After a week recuperating, Alice Temple “then turned about and with Mother went again and remained another week.” Ellen offered the view that “it did seem too bad that every one who desired could not go, and it also seemed ridiculous that anyone should desire to go.” She shied away from offering a summary of the Centennial excursion, excusing herself by saying that he did not possess “the pen of a Taylor,” this being the well-known poet, novelist and, especially, travel writer, Bayard Taylor. Ellen then turned to John H. Temple, telling his older brother,

John enjoyed it [his Centennial visit], I think.  I have been intending to write to the boy ever since he went home.  We all enjoyed his being here very much, though we didn’t see him as much as we could have desired for he was always studying. He did splendidly for himself while here, and won many friends.  If you could only both come again!  Perhaps you will, soon, who knows?

In only the briefest of statements, but still very poignant, Ellen wrote her cousin that “our hearts are saddened at the thought of Uncle’s sickness.  I hope he is much better, and that the sunshine of his face will be visible here again.” This illness was not specified, but, as noted above, the period was filled with stress for F.P.F. Temple, including a barrage of lawsuits and actions taken earlier in 1877 that separated the bankruptcies of him, his late father-in-law and the assets they owned jointly. There can be no doubt that the heavy weight of affairs had a serious effect on his health, including those aforementioned strokes.

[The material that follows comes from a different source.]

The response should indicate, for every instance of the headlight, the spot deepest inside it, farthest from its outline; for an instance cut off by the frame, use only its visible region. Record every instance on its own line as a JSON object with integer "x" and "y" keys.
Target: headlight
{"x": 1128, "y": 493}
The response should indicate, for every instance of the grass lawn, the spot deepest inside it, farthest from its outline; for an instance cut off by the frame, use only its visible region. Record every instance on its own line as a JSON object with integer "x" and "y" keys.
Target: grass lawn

Ellen then discussed a variety of family news with her cousin at the end of her missive before concluding with a plea:

Now Cousin, do write.  Let us not forget our relationship, even though the continent lies between us.  I will try to write as often as you do, and it will do us all good. Give much love to your Father and family from us all . . .

It is not to be wondered at that communication largely ceased between the Temples of California and Massachusetts, at least from what we know of existing correspondence. Yet, almost exactly a half-century later, a new chapter emerged, following the extraordinary change of fortune experienced by Walter P. Temple, the much younger brother of Francis (who died of complications from tuberculosis on 5 August 1888) and John.

A stunning discovery of oil on land in the Montebello Hills lost by F.P.F. Temple to Baldwin and then sold to Walter by the latter’s executor three years after the capitalist’s 1909 death brought significant wealth after the first well was put into production in summer 1917. Subsequently, Walter pursued a real estate development career, as well as independent oil prospecting, and, in summer 1926, he and his family traveled to Massachusetts.

There Walter’s sons were enrolled in various schools: the eldest, Thomas W. II, at Harvard Law, where his uncle William and cousin Edward Bancroft had earned their degrees and the younger two: Walter, Jr. and Edgar registered at Dummer Academy, an all-boys’ school of long-standing at South Byfield, some twenty-five miles north of Reading.

Ellen Temple Bancroft was then still alive at 85 years of age and she and her children welcomed their cousins, the Temple brothers, into their homes for frequent visits, including holidays, which proved invaluable for the young men, who only returned to the Homestead during their summer vacations in 1927 and 1928, until they graduated in 1929 (as did their sister, Agnes, who remained in northern California, where she attended Dominican College.)

Thanks to Thomas, a faithful weekly correspondent to his father, we have some information regarding the late 1920s ties between the cousins, as well as some photos—including those owned by Ellen’s great-grandson, Douglas MacDonald, copies of which we’ve featured in a post here and more of which we’ll look to share in future posts.